I welcome my colleague Inger Andersen, Executive Director of UNEP.
We are both here to keep sounding the alarm.
Less than one week before COP26 in Glasgow, we are still on track for climate catastrophe even with the last announcements that were made.
The 2021 Emissions Gap Report shows that with the present Nationally Determined Contributions and other firm commitments of countries around the world, we are indeed on track for a catastrophic global temperature rise of around 2.7 degrees Celsius.
Now, even if the announcements of the last few days will materialize, we would still be on track to clearly more than 2 degrees Celsius.
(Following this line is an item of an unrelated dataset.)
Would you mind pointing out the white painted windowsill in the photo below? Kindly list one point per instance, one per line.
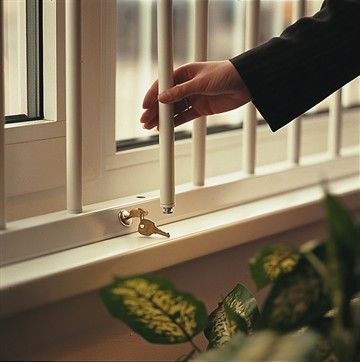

These announcements are essentially about 2050 so it is not clear how they will materialize but even if these recent announcements would materialize, we would still be clearly above 2 degrees Celsius.
As the title of this year’s report puts it: “The heat is on.”
And as the contents of the report show — the leadership we need is off.
We know that humanity’s future depends on keeping global temperature increase to 1.5 degrees Celsius by 2030.
And we also know that, so far, parties to the Paris Agreement are utterly failing to keep this target within reach.
And the report also shows that countries are squandering a massive opportunity to invest COVID-19 fiscal and recovery resources in sustainable, cost-saving, planet-saving ways.
So far, the report estimates that only about 20 per cent of recovery investments will support the green economy.
As world leaders prepare for COP26, this report is another thundering wake-up call.
How many more do we need?
The recent IPCC report already showed that, unless we reduce global carbon emissions by 45 per cent from 2010 levels by 2030 — 100 months from now — we will not reach a 1.5 degree future.
Scientists are clear on the facts.
Now leaders need to be just as clear in their actions.
They need to come to Glasgow with bold, time-bound, front-loaded plans to reach net-zero.
To decarbonize every sector — from power, to transport, farming and forestry.
To phase-out coal — by 2030 in OECD countries and 2040 in all others — and to end all coal investment, public and private, national and international.
To end subsidies for fossil fuels and polluting industries.
To put a price on carbon, and to channel that back to creating green jobs.
And obviously, to provide at least $100 billion each year to the developing world for climate finance.
The Paris Agreement says: “The provision of scaled-up financial resources should aim to achieve a balance between adaptation and mitigation.”
And so, a balance means 50-50.
I repeat my call to donors and multilateral development banks to allocate at least 50 per cent of their climate support towards adaptation and resilience.
The clock is ticking.
The emissions gap is the result of a leadership gap.
But leaders can still make this a turning point to a greener future instead of a tipping point to climate catastrophe.
The era of half measures and hollow promises must end.
The time for closing the leadership gap must begin in Glasgow.
Thank you for your attention and I am at your disposal.